Professor N. F. Barber, professor of Theoretical Physics at Victoria will discuss. "Where is Science Going?" He will talk about the unlimited scope of scientific enquiry. He recently said. "We might reflect that the object of scientific enquiry is to allow us to make happen whatever we wish."

He will also point out the place that the imagination has in scientific research. "An idea has to be imagined before it can be done." He will draw an analogy between scientific imagination and poetical imagination.

Other lectures will be given by Dr. C. A. Fleming, President of the Royal Society in New Zealand and Dr. Probine, a biophysicist with the D.S.I.R. He will lecture on the growth of plants and the effects that the strength of cell walls has on plant growth. Professor Lilburn of the Victoria Music department will lecture on "Electronic Music," and the National Aeronautics and Space Agency will have a lecture and display on "Space Research."

Dr. Northcote lecturing on "Computers" will discuss the basic ideas behind them. His talk includes the way in which data is stored, how information is fed into and obtained from a computer and a discussion of some of the applications of computers including their use in the translation of languages.
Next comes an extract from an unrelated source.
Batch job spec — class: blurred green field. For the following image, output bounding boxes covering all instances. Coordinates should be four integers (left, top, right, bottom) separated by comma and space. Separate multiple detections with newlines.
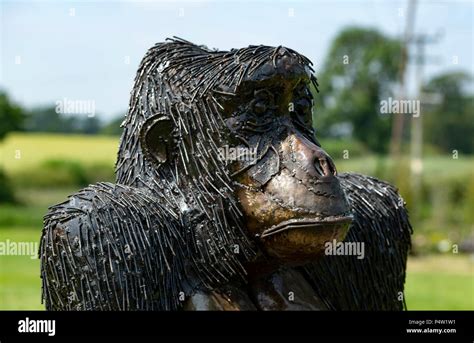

The discussions in which (he students are expected to participate include topics as diverse as "Science and Religion" and "Government versus University Research." Dean Hurst and Professor Lauden will be discussing "Science and Religion" and Dr. Llewellyn of the University Grants Committee and Dr. Hamilton of D.S.I.R. in "Government versus University Resrarch" will discuss the division of research between Government Departments and the Universities. Other discussions to take place are "Opportunities for Science Graduates in N. Z." and "What emphases on pure and applied research."

Visits will be made to parts of D.S.I.R., Broadcasting House, and New Zealand Breweries Ltd.

The social side of the conference includes a picnic lunch, a wine and cheese tasting evening, a buffet tea and the conference dinner.